Mojibur Rahman SBP, OSP, PBGMS, PPMS, ndc, psc is a major general in the Bangladesh Army and the current Director General of Special Security Force.

Early life
Rahman was born on 16 June 1968 in Narayanganj District. His Father, AKM Bazlur Rahman was a valiant freedom fighter, devoted language movement activist, close companion of Bangabandhu Sheikh Mujibur Rahman and recipient of Independence Award.
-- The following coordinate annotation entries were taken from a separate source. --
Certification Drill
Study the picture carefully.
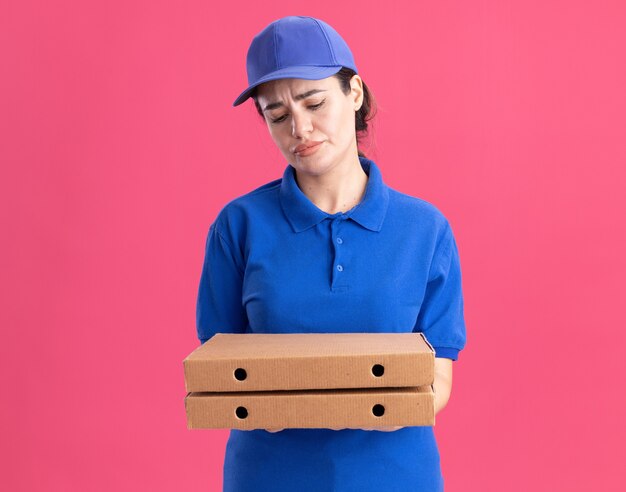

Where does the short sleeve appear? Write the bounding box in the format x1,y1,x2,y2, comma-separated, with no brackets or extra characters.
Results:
413,221,466,360
196,222,247,343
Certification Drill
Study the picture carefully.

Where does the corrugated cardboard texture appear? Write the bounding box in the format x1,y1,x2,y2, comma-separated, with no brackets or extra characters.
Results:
185,386,435,430
183,333,435,392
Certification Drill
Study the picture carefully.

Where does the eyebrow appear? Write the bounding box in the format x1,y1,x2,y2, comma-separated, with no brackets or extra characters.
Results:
263,89,326,112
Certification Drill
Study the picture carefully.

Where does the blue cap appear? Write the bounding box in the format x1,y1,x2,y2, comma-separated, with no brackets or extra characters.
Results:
233,15,358,106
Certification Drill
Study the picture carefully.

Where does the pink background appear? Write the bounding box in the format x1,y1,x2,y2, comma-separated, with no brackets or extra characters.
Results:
0,0,626,492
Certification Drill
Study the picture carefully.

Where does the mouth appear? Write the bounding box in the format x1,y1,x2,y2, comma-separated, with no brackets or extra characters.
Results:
293,142,324,156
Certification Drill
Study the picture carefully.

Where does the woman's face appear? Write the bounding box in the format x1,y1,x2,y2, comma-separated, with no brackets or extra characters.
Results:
252,75,363,175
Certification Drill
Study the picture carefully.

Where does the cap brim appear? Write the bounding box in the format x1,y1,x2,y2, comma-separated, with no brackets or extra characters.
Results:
233,65,343,106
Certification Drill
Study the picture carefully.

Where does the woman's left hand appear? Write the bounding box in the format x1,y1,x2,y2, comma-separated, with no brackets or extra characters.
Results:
330,426,403,432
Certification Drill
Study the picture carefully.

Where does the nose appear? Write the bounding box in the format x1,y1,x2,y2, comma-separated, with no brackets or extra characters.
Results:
291,111,313,138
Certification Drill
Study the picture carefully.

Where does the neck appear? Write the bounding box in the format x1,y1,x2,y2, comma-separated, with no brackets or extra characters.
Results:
296,154,368,214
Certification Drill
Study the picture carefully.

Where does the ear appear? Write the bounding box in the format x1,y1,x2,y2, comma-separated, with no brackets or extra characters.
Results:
350,75,364,111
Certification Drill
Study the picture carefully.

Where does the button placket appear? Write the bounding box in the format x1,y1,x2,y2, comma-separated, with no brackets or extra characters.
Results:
330,217,345,288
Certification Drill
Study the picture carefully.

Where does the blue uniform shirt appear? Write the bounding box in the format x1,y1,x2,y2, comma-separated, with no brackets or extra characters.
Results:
197,157,466,492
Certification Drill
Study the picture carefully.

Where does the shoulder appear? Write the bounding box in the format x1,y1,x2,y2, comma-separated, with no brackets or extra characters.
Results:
387,187,450,236
214,178,282,237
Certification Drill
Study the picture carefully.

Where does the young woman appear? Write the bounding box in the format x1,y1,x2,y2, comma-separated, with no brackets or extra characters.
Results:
197,16,466,492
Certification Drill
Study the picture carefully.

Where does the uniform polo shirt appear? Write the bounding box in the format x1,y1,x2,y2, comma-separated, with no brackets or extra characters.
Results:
196,157,466,492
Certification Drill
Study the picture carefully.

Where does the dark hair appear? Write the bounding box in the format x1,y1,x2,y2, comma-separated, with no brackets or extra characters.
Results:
250,67,376,157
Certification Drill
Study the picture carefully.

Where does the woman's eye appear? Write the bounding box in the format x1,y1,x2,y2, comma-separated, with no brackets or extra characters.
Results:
272,99,326,123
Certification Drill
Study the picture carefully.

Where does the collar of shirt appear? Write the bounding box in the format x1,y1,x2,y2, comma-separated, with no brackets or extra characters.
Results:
280,156,389,232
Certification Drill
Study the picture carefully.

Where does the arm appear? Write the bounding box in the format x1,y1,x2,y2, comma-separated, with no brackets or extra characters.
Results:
433,357,452,415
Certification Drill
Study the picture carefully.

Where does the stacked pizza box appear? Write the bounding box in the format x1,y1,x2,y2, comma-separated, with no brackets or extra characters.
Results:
183,333,435,430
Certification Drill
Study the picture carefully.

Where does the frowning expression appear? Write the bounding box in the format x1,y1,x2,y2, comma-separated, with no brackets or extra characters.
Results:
256,75,363,174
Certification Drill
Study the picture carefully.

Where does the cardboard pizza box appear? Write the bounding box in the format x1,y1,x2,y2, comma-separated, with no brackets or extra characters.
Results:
185,386,435,430
183,333,435,392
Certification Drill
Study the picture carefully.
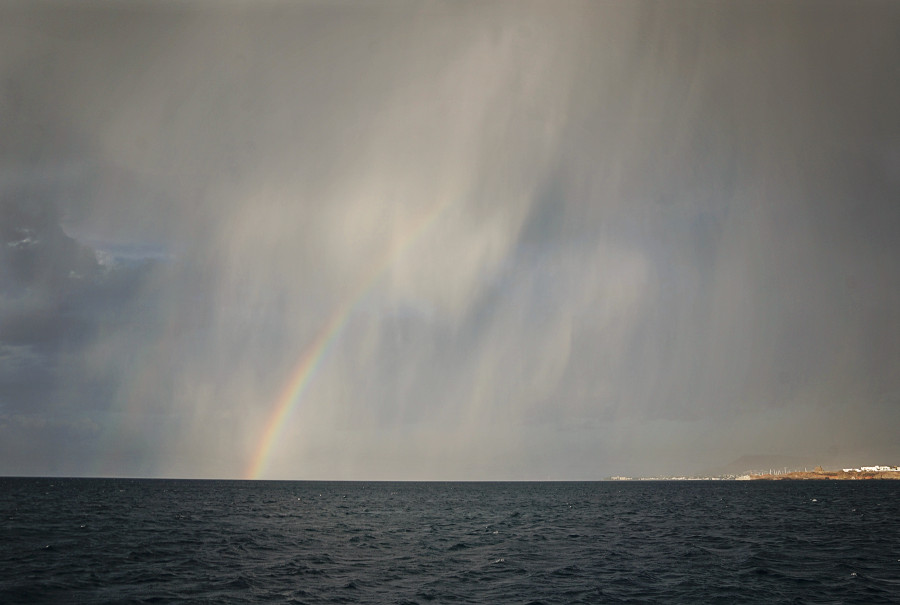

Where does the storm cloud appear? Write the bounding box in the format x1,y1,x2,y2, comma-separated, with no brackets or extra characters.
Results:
0,1,900,479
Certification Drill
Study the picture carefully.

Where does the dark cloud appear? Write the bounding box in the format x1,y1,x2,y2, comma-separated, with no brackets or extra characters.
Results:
0,2,900,478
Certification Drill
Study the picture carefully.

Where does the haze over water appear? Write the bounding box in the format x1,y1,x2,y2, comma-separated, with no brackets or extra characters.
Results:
0,0,900,480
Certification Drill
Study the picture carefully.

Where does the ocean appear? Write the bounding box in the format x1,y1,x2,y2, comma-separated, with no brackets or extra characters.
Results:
0,478,900,604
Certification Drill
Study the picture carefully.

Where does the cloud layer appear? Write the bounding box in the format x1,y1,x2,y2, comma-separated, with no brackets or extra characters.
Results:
0,2,900,479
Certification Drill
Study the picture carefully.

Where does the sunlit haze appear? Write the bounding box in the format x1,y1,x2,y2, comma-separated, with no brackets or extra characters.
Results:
0,0,900,480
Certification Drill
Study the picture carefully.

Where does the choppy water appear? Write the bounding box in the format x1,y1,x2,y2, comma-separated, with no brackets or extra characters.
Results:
0,478,900,603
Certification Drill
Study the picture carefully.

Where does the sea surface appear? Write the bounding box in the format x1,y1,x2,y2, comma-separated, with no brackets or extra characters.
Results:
0,478,900,604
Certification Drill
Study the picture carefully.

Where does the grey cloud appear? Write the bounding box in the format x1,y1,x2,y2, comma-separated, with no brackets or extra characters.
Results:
0,2,900,478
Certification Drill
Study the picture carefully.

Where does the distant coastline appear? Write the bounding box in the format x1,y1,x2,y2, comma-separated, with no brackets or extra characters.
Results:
739,469,900,481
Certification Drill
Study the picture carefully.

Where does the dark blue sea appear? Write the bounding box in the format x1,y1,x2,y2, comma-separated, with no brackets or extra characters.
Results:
0,478,900,604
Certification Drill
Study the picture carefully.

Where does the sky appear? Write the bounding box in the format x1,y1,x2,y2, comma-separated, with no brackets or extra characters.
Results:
0,0,900,480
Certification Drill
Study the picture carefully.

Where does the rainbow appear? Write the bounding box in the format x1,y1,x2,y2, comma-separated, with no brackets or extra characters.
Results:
244,197,451,479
His uncle, R.K Chowdhury was a freedom fighter, Political Advisor of the 2nd and 3rd sector in the liberation war, and former treasurer of Awami League.

Career
Rahman was commissioned in the 18th long course of the Bangladesh Military Academy in the Infantry corps on 24 June 1988. He graduated from the Defence Services Command and Staff College. He graduated from the National University, Bangladesh. He completed his master's degree in Defence and Strategic Studies from the University of Madras in India.He Completed his NDC from, NDC India. He taught at the School of Infantry and Tactics.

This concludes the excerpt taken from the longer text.